PEGylation strategy has been widely used to enhance colloidal stability of polycation/DNA nanoparticles (NPs) for gene delivery. To investigate the effect of polyethylene glycol (PEG) terminal groups on the transfection properties of these NPs, we synthesized DNA NPs using PEG-g-linear polyethyleneimine (lPEI) with PEG terminal groups containing alkyl chains of various lengths with or without a hydroxyl terminal group.

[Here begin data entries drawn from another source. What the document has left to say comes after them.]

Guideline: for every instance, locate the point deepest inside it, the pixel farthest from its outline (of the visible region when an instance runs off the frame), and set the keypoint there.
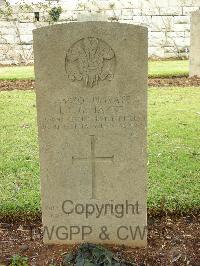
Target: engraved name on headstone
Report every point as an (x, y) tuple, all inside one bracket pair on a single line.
[(91, 80)]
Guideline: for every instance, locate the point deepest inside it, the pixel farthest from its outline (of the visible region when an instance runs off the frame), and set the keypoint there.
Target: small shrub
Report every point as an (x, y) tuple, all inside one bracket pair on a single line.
[(18, 260)]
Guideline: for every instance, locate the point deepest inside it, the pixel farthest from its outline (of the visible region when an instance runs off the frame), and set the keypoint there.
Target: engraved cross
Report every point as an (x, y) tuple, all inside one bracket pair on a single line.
[(93, 159)]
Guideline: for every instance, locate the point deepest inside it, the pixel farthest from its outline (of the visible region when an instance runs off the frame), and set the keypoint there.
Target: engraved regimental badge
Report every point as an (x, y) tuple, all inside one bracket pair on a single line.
[(90, 60)]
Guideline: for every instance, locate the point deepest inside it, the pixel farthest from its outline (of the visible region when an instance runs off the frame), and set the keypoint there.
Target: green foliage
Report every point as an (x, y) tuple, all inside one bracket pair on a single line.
[(173, 68), (93, 255), (18, 260), (6, 10), (54, 13), (156, 69)]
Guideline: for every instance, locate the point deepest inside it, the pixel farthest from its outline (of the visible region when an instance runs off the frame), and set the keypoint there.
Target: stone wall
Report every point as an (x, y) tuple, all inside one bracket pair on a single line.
[(168, 22)]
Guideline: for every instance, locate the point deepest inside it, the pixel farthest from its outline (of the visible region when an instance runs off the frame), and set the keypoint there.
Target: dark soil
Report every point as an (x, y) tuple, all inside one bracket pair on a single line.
[(8, 85), (171, 241)]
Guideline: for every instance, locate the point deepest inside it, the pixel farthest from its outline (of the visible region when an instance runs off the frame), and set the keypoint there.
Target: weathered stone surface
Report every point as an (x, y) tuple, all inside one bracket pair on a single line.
[(172, 16), (195, 44), (91, 82)]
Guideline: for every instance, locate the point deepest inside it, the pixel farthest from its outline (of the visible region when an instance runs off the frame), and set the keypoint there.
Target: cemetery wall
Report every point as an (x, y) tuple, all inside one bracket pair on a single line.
[(168, 22)]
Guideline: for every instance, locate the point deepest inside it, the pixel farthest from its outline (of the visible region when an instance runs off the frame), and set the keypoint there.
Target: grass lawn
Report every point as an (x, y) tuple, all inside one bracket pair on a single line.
[(156, 69), (174, 150)]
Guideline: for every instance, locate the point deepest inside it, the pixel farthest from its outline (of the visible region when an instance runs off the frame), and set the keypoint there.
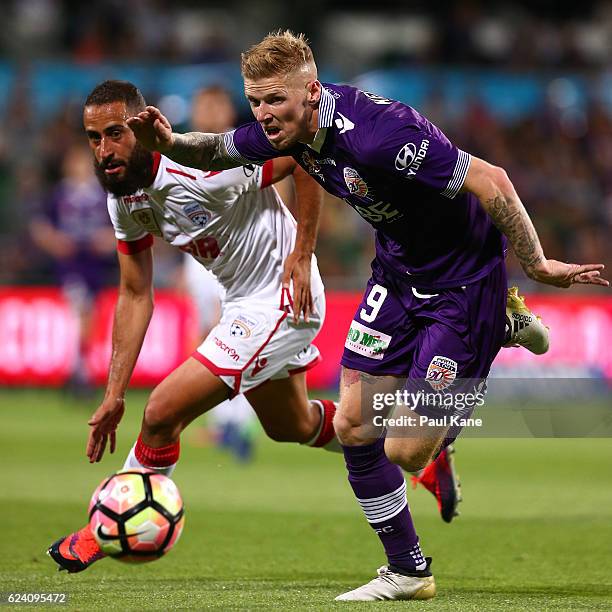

For both alkyl- and hydroxyalkyl-decorated NPs with PEG grafting densities of 1.5, 3, or 5% on lPEI, the highest levels of transfection and uptake were consistently achieved at intermediate alkyl chain lengths of 3 to 6 carbons, where the transfection efficiency is significantly higher than that of nonfunctionalized lPEI/DNA NPs. Molecular dynamics simulations revealed that both alkyl- and hydroxyalkyl-decorated NPs with intermediate alkyl chain length exhibited more rapid engulfment than NPs with shorter or longer alkyl chains. This study identifies a new parameter for the engineering design of PEGylated DNA NPs.